(Jan 23): Global banks including Morgan Stanley and UBS Group AG are cutting investment banker bonuses in Asia after deals cooled, with senior employees taking the biggest hit, people familiar with the matter said.
The Asia ex-Japan bonus pool at UBS’s investment-banking unit fell about 14% for last year, while Morgan Stanley’s is about 9% lower, the people said, asking not to be identified because the matter is private. Citigroup Inc., which had its best fourth-quarter at the business since 2017, reduced its pool by about 6% as it zeroed in on costs, a person familiar said.
Goldman Sachs Group Inc. kept overall bonuses largely flat, though it raised spending on variable compensation for top-performing bankers, another person said.
Asia has struggled to maintain a long boom, in part as China’s economic growth has slowed to a three-decade low, pressured by the U.S. trade war and tightening bank liquidity. Deal-making in Asia, excluding Japan, waned last year. The value of mergers dropped by 9%, data compiled by Bloomberg shows. A compression in fees has also continued, one of the people said.
UBS underperformed last year as it took hit from being suspended from sponsoring equity sales in Hong Kong, the world’s busiest initial public offering market. The Zurich-based lender has also trimmed costs and is restructuring its businesses as part of a global revamp. Earlier this month, the bank was again cleared to sponsor IPOs in Hong Kong.
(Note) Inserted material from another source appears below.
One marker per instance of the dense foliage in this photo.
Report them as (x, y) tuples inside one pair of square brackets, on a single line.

Morgan Stanley cut the Asia bonus pool after lower merger and acquisition fees, the person said, with overall investment banking revenue declining about 12%, a person said. The bank had a record year for the business in 2018, boosting its bonus for the region by the double digits, the person said. Citigroup’s Asia investment banking revenue rose 4% last year, a person said.
Media representatives for all the banks declined to comment.
Across the major banks, managing directors and executive directors are facing the biggest reductions of between 9% to 12%. Bonuses for vice-presidents are largely flat, while most associates got a slight raise, the people said.
Total compensation for performing senior bankers ranged between US$1.25 million ($1.69 million) to US$1.75 million, depending on the geographical location and sector coverage, people familiar with the industry trends said. For junior managing directors, the range was US$1 million to US$1.25 million, they said.
Globally, banks have benefited from buoyant markets and added stimulus. In particular JPMorgan Chase & Co., Morgan Stanley and Citigroup saw blowout quarters on their fixed-income desks at the end of last year.